Hosting Service is a core service that is included in the Mosaic Platform and is enabled by default for every environment. Using this service, you can securely host and scale your own custom Mosaic Services in the cloud. We aim to take away the complexity of managing infrastructure, and let you focus on developing your service.

What resources can be provisioned?

The Hosting Service can provision the following infrastructure resources when you host a new service:

  • Compute resources (CPU, RAM, Disk)

  • Kubernetes configuration artifacts to scale and manage your service

  • PostgreSQL Database & roles with credentials

  • RabbitMQ vhost and user credentials

  • DNS entries for exposed ports with TLS certificates

  • Secure storages for storing service specific secrets

  • Logging and monitoring

The capacity of resources provisioned will depend on the Hosting Plan. You can read more about the different Hosting Plans and their offerings.

What should I prepare to host my service?

The Hosting Service only requires three inputs from you to be able to host your service:

  • The container image of your service

  • (optionally) The packaged micro-frontend artifact of your service if it has any

  • A deployment manifest that describes the configuration of your service backend and frontend

Steps to host a custom service via the Hosting Service

How do I package my service?

To help you to get started with building the service backend, we offer a Dockerfile in the Mosaic Media Template GitHub repository. Feel free to fine-tune it to your needs and use standard docker commands to build and push your container image to a container registry of your choice.

Note
Axinom reserves the right to reject hosting of any service that is deemed to be malicious or harmful to the platform or other services. So if you are unsure about using different base layers for your container image that the one we specify, please get in touch with us.

Once you have your container image built and pushed to your container registry, you can configure the connection to your Container Registry under Hosting Service in the Admin Portal, so that it can be pulled during deployments.

If your service also includes a micro-frontend workflow based on the Piral framework, you can package it using the appropriate packaging scripts. To help you get started, we offer a package.json script called build:media-workflows:prod.

Then similar to how you pushed the container image to a container registry, your micro-frontend artifacts can be pushed to the Mosaic Micro-Frontend Service to be pulled during deployments. We offer support to upload the micro-frontend artifacts using our Mosaic-CLI tool.

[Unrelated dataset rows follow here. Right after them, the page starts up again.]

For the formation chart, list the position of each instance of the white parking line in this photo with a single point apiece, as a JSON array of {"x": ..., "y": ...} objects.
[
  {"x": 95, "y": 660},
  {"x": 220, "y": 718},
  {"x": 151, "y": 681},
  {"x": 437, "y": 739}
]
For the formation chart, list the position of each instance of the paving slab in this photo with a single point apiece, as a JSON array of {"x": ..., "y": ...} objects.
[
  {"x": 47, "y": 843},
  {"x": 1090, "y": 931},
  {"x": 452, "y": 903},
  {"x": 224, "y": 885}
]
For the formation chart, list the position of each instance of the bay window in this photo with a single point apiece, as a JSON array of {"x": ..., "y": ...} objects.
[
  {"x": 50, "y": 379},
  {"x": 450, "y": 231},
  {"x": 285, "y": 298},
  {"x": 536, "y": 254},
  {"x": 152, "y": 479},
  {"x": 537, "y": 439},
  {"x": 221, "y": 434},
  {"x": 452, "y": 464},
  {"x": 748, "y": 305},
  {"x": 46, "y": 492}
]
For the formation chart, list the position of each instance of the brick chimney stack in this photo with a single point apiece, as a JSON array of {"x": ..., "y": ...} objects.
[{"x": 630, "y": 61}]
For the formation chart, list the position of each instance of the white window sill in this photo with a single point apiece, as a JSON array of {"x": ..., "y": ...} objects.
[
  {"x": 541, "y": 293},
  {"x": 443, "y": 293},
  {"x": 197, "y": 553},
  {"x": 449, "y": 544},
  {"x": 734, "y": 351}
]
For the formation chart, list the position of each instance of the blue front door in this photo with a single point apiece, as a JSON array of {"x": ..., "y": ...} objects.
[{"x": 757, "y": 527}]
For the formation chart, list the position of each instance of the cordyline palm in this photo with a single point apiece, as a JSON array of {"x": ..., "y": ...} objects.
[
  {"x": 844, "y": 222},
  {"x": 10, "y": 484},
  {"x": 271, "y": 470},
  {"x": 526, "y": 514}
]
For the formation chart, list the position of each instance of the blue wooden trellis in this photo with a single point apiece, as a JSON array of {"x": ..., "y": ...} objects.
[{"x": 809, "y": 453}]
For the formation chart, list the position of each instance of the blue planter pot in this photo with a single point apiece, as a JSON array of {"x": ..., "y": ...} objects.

What is a deployment manifest?

This is a YAML file that describes the configuration of your service backend and frontend (i.e. ENV key-value pairs). It also describes some metadata such as exposed ports and any required Mosaic Service Accounts, so that the Hosting Service can provision the required resources accordingly.

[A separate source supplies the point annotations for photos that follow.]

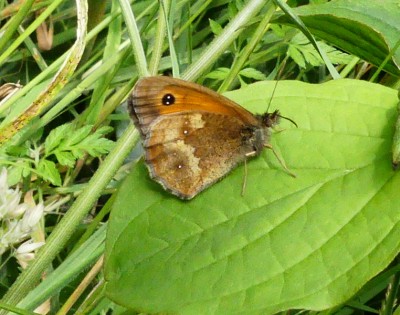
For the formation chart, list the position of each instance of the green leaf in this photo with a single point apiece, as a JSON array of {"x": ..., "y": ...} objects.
[
  {"x": 65, "y": 158},
  {"x": 215, "y": 27},
  {"x": 48, "y": 171},
  {"x": 368, "y": 29},
  {"x": 289, "y": 243},
  {"x": 253, "y": 74},
  {"x": 218, "y": 74},
  {"x": 302, "y": 52},
  {"x": 77, "y": 136},
  {"x": 55, "y": 137}
]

The schema of the deployment manifest is versioned, so we will extend the amount of configuration options available in the future. You can read more details about the deployment manifest.

How do I deploy my service?

Once you have prepared your service artifacts (container image, micro-fe artifact, deployment manifest) to be deployed, you can create a new deployment by supplying the three inputs to the Hosting Service. We offer a UI to do this in the Admin Portal under Hosting Service, as well as CLI support via the Mosaic-CLI tool if you prefer to automate the process.

How can I update my deployed service?

Once a service is deployed, several things on it could be updated. For example, you might want to update the container image of your service, or change the configuration of your service backend and frontend, or update your service micro-fe. To do this, you can create a new deployment with the updated service artifacts. The Hosting Service will then perform a rolling update of your service to the new version.